Long ago, I figured out how to resolve this, which is to put the clue in whichever Box the players succeed on their roll in. Gumshoe solves the problem in reverse, by making success automatic, and just waits for players to look in the right box. Or look in any vaguely appropriate box (as discussed on this page in the bits about railroading and going off-script). Even allowing for vaguely appropriate boxes though, this does make writing adventures more work, because you have to come up with a list of boxes and a list of clues. Instead of say, Smallville, where adventure design involves coming up with a list of Reveals and putting them wherever they fit. It also has exactly the same amount of downbeats (to use Laws’ term), because it implies players can look in wrong boxes.

Or that they just scan through the boxes and get all the clues, all the time (we’ll come back to that). This is what makes people think that adventures become “easier”. Again, the solution to this backwards: since you’re getting all the clues, all the time, you can give people shittons of information, allowing for mysteries to be much more complex, include many more red herrings and be more fun to solve.
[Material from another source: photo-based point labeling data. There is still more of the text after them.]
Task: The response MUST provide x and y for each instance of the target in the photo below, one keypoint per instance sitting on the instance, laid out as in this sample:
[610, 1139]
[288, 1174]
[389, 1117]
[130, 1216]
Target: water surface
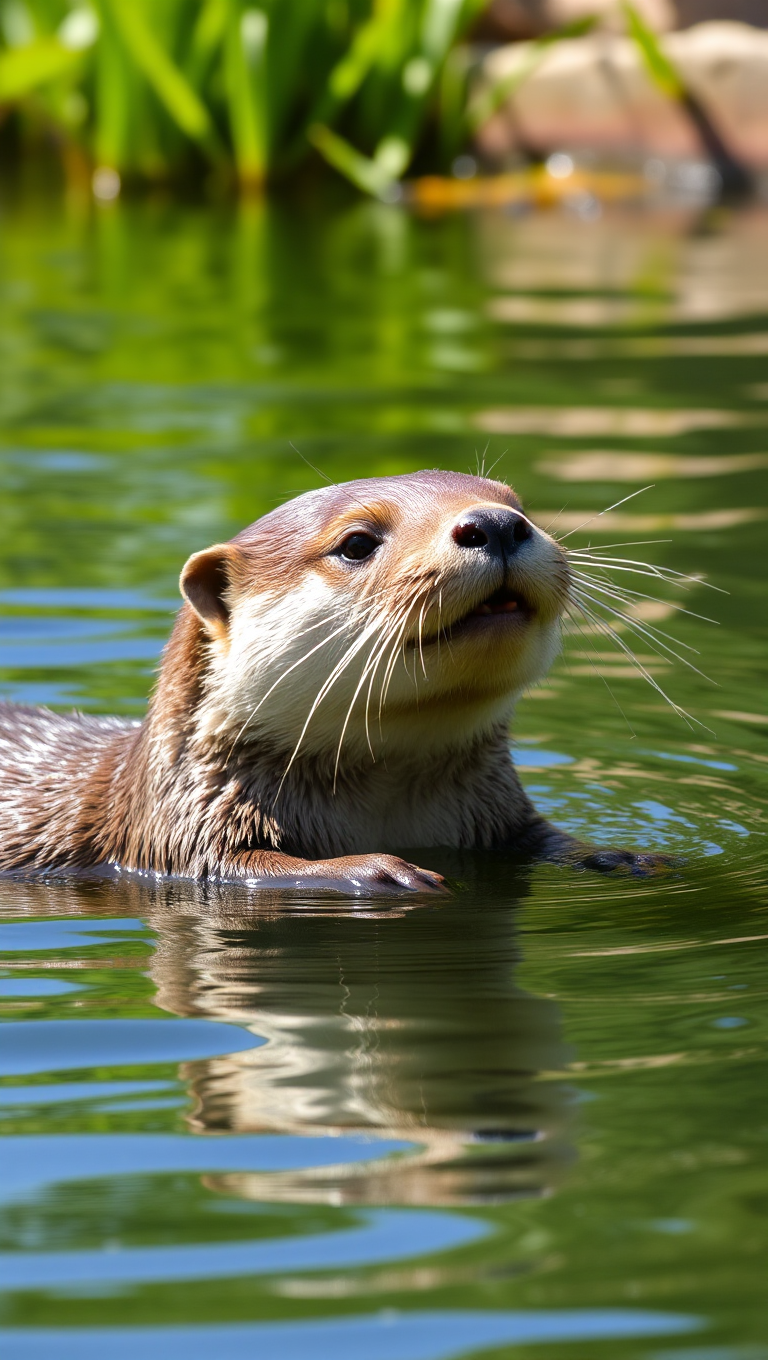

In my experience, players don’t really like this. Don’t get me wrong, ratiocination is fun on television and in books, and I enjoy a little bit of it, engaging my own little grey cells as a way of connecting (through Squib) to the PC. But too much ends up being dull or hard work. And too much information just becomes annoying.

Players like to feel awesome, and generally, without having to work for it. This is why Call of Cthulhu has the Idea roll, so you can solve things by rolling  a die. This is also why I don’t like systems like Feng Shui and Wushu, which reward people with descriptive skill – to my mind, the system should provide descriptive awesome FOR YOU. That’s it’s job, not yours. And everyone should get the same awesome reward, regardless of their personal skills. That’s the philosophy behind There Is No Spoon, for example.

Gumshoe’s “spend” system forces players to decide when they want to be awesome, and for GMs to come up with multi-layered clues for when this happens. This is not unlike systems where levels of success matter – which is something I rarely use either (too lazy!). But it’s a particular headache here because now you have to plan clues and mega-clues, as well as boxes. And yet the mega-clues can’t be too big because if one box gives away everything, the players who have specified their character towards other boxes will feel cheated.

This is of course the danger of any system with increased detail. Having a long list of investigation skills is a GREAT way to get into the niches of genre and explore minute differences in style and enhance a sense of genre. But it can be harder to balance screen time as a result. If Bob is good at punching and Jim at talking, I can design pretty broadly. If Bob is intimidating and Jim is glib…I have to design two talking scenes with equally important goals, AND provide reasons why Bob can’t just intimidate his way through both of these. Now that doesn’t apply to the knowledge skills so much, but we definitely had a problem with the social skills in Gumshoe too. There were so many of them they actually kind of detracted from the game – I prefer to put my gamist, can-the-players-solve-this elements into actual roleplaying and discussion (backed up by dice rolls, of course) but having a Bullshit Detector kind of killed that for us, turning what were normally subtle live-action interactions into single dice rolls and that killed a huge part of our fun.

Oh this is getting all confused. Time for Part Three, then.

2 thoughts on “Talking Gumshoe, Part Two

  1. Bullshit Detector is one of the skills you can buy in GUMSHOE. With that group, we’d developed play to the point where I could reliably act out characters who were lying well enough that the players could tell without rolling dice that something was fishy.